API Rate Limiting Patterns

Without rate limiting, a single misconfigured client, a viral blog post, or a malicious actor can overwhelm your API and bring down the service for everyone. Rate limiting is the circuit breaker between your API and the world — it ensures fair access, prevents abuse, and protects backend resources.

---

Algorithm Comparison

Fixed Window:
  How: Count requests per fixed time window (e.g., per minute)
  Pros: Simple, low memory
  Cons: Burst at window boundary (double the limit)
  
  Window: |──── minute 1 ────|──── minute 2 ────|
  Limit:  100 requests/min
  Problem: 100 requests at 0:59 + 100 at 1:00 = 200 in 2 seconds

Sliding Window Log:
  How: Track timestamp of each request, count within window
  Pros: Accurate, no boundary burst
  Cons: High memory (store every timestamp)
  
Sliding Window Counter:
  How: Weighted average of previous and current window
  Pros: Accurate, low memory
  Cons: Slightly approximate
  
  Requests in window = (prev_count × overlap%) + current_count
  If prev_window had 80 requests, 30% overlap, current has 20:
  Effective count = (80 × 0.3) + 20 = 44

Token Bucket:
  How: Bucket fills with tokens at constant rate, each request takes a token
  Pros: Allows bursts up to bucket size, smooth average rate
  Cons: Slightly more complex
  
  Bucket size: 10 (allows burst of 10)
  Refill rate: 1 token/second (10 req/10 sec average)
  
  t=0: 10 tokens → send 5 requests → 5 tokens remaining
  t=5: 10 tokens → bucket refilled

---

Implementation

import time
import redis

class SlidingWindowRateLimiter:
    """Distributed rate limiter using Redis sorted sets."""
    
    def __init__(self, redis_client: redis.Redis):
        self.redis = redis_client
    
    def is_allowed(self, key: str, limit: int, window_seconds: int) -> dict:
        """Check if a request is allowed under the rate limit."""
        now = time.time()
        window_start = now - window_seconds
        
        pipe = self.redis.pipeline()
        
        # Remove expired entries
        pipe.zremrangebyscore(key, 0, window_start)
        
        # Count requests in current window
        pipe.zcard(key)
        
        # Add current request (optimistically)
        pipe.zadd(key, {f"{now}:{id(key)}": now})
        
        # Set TTL for cleanup
        pipe.expire(key, window_seconds)
        
        results = pipe.execute()
        request_count = results[1]
        
        allowed = request_count < limit
        
        if not allowed:
            # Remove the optimistic add
            self.redis.zrem(key, f"{now}:{id(key)}")
        
        return {
            "allowed": allowed,
            "remaining": max(0, limit - request_count - 1),
            "reset": int(now + window_seconds),
            "limit": limit,
        }

# Usage:
limiter = SlidingWindowRateLimiter(redis.Redis())

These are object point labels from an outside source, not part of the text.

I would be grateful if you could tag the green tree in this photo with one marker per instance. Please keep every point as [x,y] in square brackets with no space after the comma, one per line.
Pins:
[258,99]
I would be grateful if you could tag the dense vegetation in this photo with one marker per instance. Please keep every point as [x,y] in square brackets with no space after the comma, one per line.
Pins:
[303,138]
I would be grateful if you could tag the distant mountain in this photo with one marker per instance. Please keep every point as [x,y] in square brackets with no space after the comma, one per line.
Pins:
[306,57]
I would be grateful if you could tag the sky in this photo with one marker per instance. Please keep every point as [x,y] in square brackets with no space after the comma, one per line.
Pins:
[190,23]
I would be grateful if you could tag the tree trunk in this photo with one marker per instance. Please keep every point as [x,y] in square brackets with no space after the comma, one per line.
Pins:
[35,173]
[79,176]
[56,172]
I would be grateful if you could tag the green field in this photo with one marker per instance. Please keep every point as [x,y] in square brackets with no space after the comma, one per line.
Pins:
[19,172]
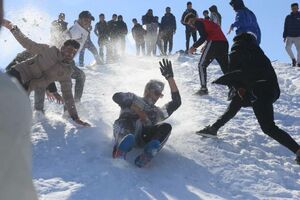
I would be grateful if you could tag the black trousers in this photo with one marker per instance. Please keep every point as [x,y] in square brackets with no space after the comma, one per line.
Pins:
[159,132]
[263,110]
[188,35]
[213,50]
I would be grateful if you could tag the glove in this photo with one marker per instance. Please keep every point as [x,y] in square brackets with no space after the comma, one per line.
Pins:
[166,68]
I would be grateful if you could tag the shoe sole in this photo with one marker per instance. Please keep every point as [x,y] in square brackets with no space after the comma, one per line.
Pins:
[207,135]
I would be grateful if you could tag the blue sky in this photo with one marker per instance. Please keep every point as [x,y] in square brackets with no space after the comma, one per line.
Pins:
[270,15]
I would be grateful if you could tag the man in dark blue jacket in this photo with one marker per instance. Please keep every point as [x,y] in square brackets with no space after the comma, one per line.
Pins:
[189,31]
[168,29]
[291,33]
[245,20]
[253,83]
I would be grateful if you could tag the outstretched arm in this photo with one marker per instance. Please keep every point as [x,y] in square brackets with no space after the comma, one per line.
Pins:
[28,44]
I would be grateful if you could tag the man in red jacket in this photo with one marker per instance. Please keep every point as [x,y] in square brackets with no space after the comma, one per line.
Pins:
[216,47]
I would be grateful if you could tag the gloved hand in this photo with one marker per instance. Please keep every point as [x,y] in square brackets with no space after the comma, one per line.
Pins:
[166,68]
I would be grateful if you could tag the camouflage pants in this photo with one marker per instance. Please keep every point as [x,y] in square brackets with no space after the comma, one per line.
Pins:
[78,75]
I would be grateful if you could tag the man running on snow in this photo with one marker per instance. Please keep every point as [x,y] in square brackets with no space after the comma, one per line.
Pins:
[253,83]
[139,122]
[50,64]
[216,47]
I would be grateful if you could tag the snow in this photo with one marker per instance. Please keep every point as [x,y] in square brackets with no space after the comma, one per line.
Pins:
[75,163]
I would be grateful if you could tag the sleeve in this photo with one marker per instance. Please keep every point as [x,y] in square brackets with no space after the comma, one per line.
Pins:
[173,105]
[52,87]
[28,44]
[202,34]
[66,89]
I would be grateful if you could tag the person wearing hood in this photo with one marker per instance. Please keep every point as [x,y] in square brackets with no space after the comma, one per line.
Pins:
[253,83]
[167,29]
[189,31]
[291,33]
[215,16]
[245,20]
[140,123]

# Rate limit per API key: 100 requests per minute
result = limiter.is_allowed(
    key=f"ratelimit:{api_key}",
    limit=100,
    window_seconds=60,
)

if not result["allowed"]:
    # Return 429 Too Many Requests
    headers = {
        "X-RateLimit-Limit": str(result["limit"]),
        "X-RateLimit-Remaining": str(result["remaining"]),
        "X-RateLimit-Reset": str(result["reset"]),
        "Retry-After": str(result["reset"] - int(time.time())),
    }

---

Response Headers

Standard rate limit headers (RFC 6585 + draft-ietf-httpapi-ratelimit-headers):

HTTP/1.1 429 Too Many Requests
Content-Type: application/json
X-RateLimit-Limit: 100
X-RateLimit-Remaining: 0
X-RateLimit-Reset: 1710432000
Retry-After: 42

{
  "error": "rate_limit_exceeded",
  "message": "Rate limit of 100 requests per minute exceeded",
  "retry_after": 42
}

Always include:
  X-RateLimit-Limit:     Total allowed requests per window
  X-RateLimit-Remaining: Requests remaining in current window
  X-RateLimit-Reset:     Unix timestamp when window resets
  Retry-After:           Seconds until client can retry

---

Anti-Patterns

Anti-Pattern	Consequence	Fix
No rate limiting at all	Single client can DoS your API	Rate limit all endpoints
Same limit for all clients	Enterprise customers hit limits, abusers get same quota	Tiered limits by plan/API key
Rate limit only at API gateway	Internal services can still overload each other	Rate limit at service level too
No response headers	Clients cannot self-regulate	Always return rate limit headers
Hard reject without retry info	Clients hammer the API with retries	Return Retry-After header with backoff

Rate limiting is not about saying no — it is about ensuring fair access. Good rate limiting protects your service while giving clients clear feedback on their usage and when they can retry.